Inuktitut Encoding Principles

This essay will discuss the principles of 7-bit, 8-bit, and 16-bit character sets and how they can and should be implemented for Inuktitut.
  1. Historical requirements. When computers first began to be used for Syllabics, the most important thing was to be able to input, display, and print the needed characters. Since it was earlier much more difficult to alter some aspects of the user interface than it is today, solutions for placement of Syllabics characters were based on the English-language Latin-script keyboard drivers implemented in the operating systems. In order to place the final syllable series on the unshifted numbers (where they are very convenient for users), it was necessary to move the numbers from their existing positions in the code table to other positions.

    This, while expedient for input, is a disaster in terms of functionality and text interchange.
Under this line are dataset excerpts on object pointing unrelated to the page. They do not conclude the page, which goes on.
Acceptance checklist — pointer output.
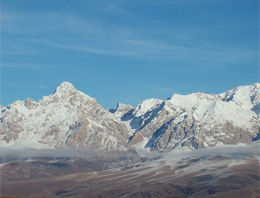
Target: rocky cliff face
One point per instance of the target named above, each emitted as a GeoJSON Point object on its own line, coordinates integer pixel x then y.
{"type": "Point", "coordinates": [69, 118]}
{"type": "Point", "coordinates": [197, 120]}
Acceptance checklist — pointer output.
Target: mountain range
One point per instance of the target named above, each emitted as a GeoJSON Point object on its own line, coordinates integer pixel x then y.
{"type": "Point", "coordinates": [68, 118]}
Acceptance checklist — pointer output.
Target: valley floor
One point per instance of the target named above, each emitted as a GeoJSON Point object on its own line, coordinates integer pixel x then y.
{"type": "Point", "coordinates": [189, 174]}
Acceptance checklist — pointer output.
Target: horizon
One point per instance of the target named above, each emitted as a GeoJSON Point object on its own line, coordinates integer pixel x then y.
{"type": "Point", "coordinates": [115, 106]}
{"type": "Point", "coordinates": [127, 51]}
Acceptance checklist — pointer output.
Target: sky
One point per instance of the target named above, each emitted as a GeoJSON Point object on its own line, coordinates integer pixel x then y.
{"type": "Point", "coordinates": [128, 50]}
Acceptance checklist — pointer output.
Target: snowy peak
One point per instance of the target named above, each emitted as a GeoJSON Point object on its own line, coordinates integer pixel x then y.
{"type": "Point", "coordinates": [244, 95]}
{"type": "Point", "coordinates": [121, 109]}
{"type": "Point", "coordinates": [64, 88]}
{"type": "Point", "coordinates": [147, 105]}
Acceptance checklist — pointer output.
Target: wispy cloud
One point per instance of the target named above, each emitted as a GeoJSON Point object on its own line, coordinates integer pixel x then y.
{"type": "Point", "coordinates": [162, 89]}
{"type": "Point", "coordinates": [21, 86]}
{"type": "Point", "coordinates": [88, 35]}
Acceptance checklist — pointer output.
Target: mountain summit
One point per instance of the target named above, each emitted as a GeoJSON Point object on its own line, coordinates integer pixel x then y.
{"type": "Point", "coordinates": [70, 118]}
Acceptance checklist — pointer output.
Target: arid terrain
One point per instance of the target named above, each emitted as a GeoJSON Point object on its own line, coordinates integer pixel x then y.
{"type": "Point", "coordinates": [176, 174]}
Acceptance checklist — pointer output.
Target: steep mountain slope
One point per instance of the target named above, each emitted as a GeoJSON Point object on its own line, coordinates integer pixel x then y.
{"type": "Point", "coordinates": [197, 120]}
{"type": "Point", "coordinates": [67, 118]}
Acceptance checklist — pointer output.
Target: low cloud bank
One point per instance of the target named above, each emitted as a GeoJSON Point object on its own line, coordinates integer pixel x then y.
{"type": "Point", "coordinates": [84, 153]}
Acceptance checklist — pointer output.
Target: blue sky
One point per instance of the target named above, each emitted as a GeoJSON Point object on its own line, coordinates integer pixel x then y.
{"type": "Point", "coordinates": [127, 51]}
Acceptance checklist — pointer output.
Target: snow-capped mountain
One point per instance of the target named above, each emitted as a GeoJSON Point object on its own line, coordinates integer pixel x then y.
{"type": "Point", "coordinates": [67, 118]}
{"type": "Point", "coordinates": [70, 118]}
{"type": "Point", "coordinates": [197, 120]}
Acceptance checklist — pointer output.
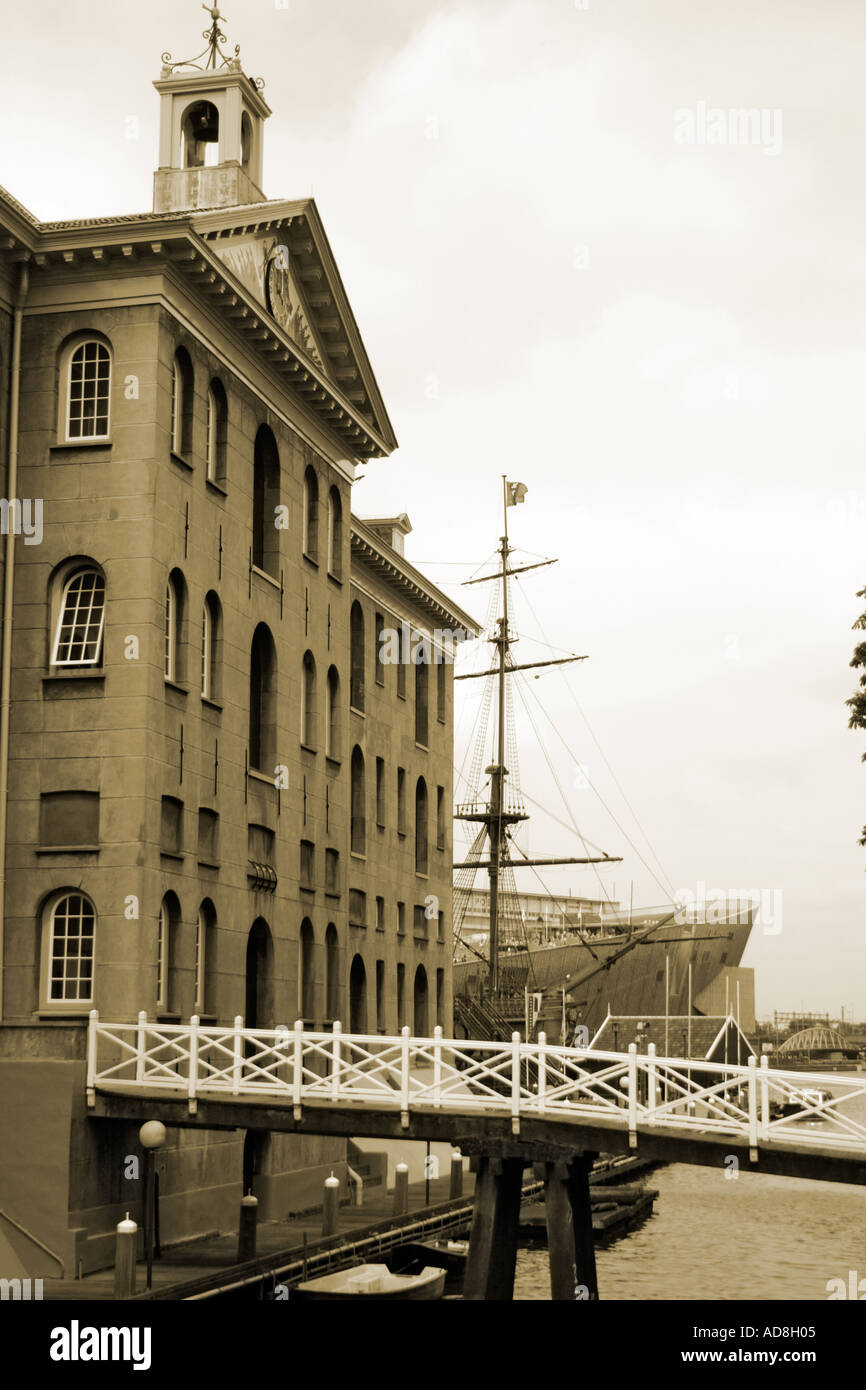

  2. Modern requirements. Input, display, and printing are no longer the only requirements Inuit users have as computer users. Nowadays, with the Internet and with different computer platforms, it is necessary to interchange data and preserve its integrity. 7-bit solutions for Inuktitut are now effectively obsolete, since Internet protocols require the use of the Latin script for addressing. These protocols are based on plain text and do not recognize fancy text such as "font" to determine whether a character is Syllabic or Latin. It is possible to use 7-bit based Inuktitut fonts in closed systems -- but for Internet use, so-called "bilingual" fonts should be used.

  3. Future requirements. The future of computing in Syllabics and in Latin is the Universal Character Set (ISO/IEC 10646 and Unicode) -- and it is very nearly here. Roundtrip conversion of plain text documents between the UCS and 8-bit encodings should be taken very seriously at this point, when 8-bit code tables are still being designed.

Michael Everson, Evertype, Dublin, 2001-09-21